Walmart on Track to Become Regenerative Company
Walmart is reaffirming its commitment to battle climate change with a goal to achieve zero emissions across the company’s worldwide operations by 2040, without the use of carbon offsets. The retailer and the Walmart Foundation are also pledging to help protect, manage or restore a minimum of 50 million acres of land and 1 million square miles of ocean by 2030 to conserve nature under threat.
“We want to play an important role in transforming the world’s supply chains to be regenerative,” explained Doug McMillon, president and CEO at Bentonville, Arkansas-based Walmart Inc. “We face a growing crisis of climate change and nature loss, and we all need to take action with urgency. For 15 years, we have been partnering to do the work and continually raising our sustainability ambitions across climate action, nature, waste and people. The commitments we’re making today not only aim to decarbonize Walmart’s global operations, they also put us on the path to becoming a regenerative company – one that works to restore, renew and replenish in addition to preserving our planet, and encourages others to do the same.”
Walmart intends to achieve these goals by:
- Harvesting sufficient wind, solar and other renewable energy sources to run its facilities with 100% renewable energy by 2035.
- Electrifying and zeroing out emissions from all of its vehicles, among them long-haul trucks, by 2040.
- Switching to low-impact refrigerants for cooling and electrified equipment for heating in its stores, clubs, and data and distribution centers by 2040.
Additionally, a regenerative approach to nature can not only help reverse such negative impacts as the degradation and loss of critical landscapes and the eradication of many species of plants and animals, and sustain key resources for the future, but it can also provide about a third of the solution to climate change.
“We must all take urgent, sustained action to reverse nature loss and emissions before we reach a tipping point from which we will not recover,” urged Kathleen McLaughlin, Walmart’s EVP and chief sustainability officer, and president of the Walmart Foundation. “People have pushed past the earth’s natural limits. Healthy societies, resilient economies and thriving businesses rely on nature. Our vision at Walmart is to help transform food and product supply chains to be regenerative, working in harmony with nature – to protect, restore and sustainably use our natural resources.”
The company plans to do this by:
- Continuing its support of efforts to preserve at least 1 acre of natural habitat for every acre of land developed by the company in the United States.

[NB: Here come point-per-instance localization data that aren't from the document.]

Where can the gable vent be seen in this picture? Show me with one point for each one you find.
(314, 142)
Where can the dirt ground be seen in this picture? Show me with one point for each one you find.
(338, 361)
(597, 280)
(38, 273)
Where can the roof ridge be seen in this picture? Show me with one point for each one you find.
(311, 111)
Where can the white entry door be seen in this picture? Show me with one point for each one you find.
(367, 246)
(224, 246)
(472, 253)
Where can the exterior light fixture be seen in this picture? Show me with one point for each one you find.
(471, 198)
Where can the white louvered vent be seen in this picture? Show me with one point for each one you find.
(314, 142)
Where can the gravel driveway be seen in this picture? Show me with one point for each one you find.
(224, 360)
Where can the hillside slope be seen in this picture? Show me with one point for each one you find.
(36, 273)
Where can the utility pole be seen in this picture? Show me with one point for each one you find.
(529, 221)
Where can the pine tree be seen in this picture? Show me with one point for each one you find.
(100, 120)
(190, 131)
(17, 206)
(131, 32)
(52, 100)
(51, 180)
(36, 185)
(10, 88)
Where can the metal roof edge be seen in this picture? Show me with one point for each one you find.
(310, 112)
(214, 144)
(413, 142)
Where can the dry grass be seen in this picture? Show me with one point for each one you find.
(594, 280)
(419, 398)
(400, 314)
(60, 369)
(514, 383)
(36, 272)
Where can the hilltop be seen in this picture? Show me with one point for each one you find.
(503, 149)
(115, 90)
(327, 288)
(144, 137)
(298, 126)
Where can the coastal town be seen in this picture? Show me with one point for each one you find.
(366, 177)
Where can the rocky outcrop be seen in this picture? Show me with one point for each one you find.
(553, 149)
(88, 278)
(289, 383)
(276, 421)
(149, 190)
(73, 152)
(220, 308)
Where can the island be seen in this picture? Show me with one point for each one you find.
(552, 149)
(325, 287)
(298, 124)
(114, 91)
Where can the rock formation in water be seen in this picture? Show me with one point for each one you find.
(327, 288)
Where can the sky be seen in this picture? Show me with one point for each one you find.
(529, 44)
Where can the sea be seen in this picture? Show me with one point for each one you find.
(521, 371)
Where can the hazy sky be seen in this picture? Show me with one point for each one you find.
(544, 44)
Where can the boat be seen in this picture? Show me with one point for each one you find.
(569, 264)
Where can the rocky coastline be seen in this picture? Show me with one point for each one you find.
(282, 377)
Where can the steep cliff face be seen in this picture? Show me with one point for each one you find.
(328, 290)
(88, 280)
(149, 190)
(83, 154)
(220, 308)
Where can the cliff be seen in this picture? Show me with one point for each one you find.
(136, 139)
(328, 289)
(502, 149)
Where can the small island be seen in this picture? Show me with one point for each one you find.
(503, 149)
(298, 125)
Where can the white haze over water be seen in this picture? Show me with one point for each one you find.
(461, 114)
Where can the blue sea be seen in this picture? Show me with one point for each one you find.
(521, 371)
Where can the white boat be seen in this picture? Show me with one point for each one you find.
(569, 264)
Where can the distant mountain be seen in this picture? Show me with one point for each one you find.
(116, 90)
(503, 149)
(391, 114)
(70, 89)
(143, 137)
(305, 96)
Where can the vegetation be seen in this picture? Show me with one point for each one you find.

- Encouraging the adoption of regenerative agriculture practices, sustainable fisheries management, and forest protection and restoration, including an expansion of its forests policy.
- Investing in and working with suppliers to source from placed-based efforts that help preserve natural ecosystems and improve livelihoods.
McMillon will discuss these initiatives at the opening ceremony of Climate Week NYC, which kicks off Sept. 21. This comes a day before the retailer’s annual Sustainability Milestone Summit, to take place during Climate Week’s Hub Live, where the company will gather associates, suppliers, NGOs and other stakeholders to discuss sustainability in the retail and consumer goods sector.
To date, Walmart powers about 29% of its operations with renewable energy and diverts around 80% of its waste from landfills and incineration worldwide. Since most of its environmental impact comes from its supply chain, the company is also collaborating with suppliers through its Project Gigaton initiative to avoid a gigaton of greenhouse gas emissions by 2030. More than 2,300 suppliers have agreed to participate, and since the effort began in 2017, suppliers have reported a collective 230 million metric tons of avoided emissions.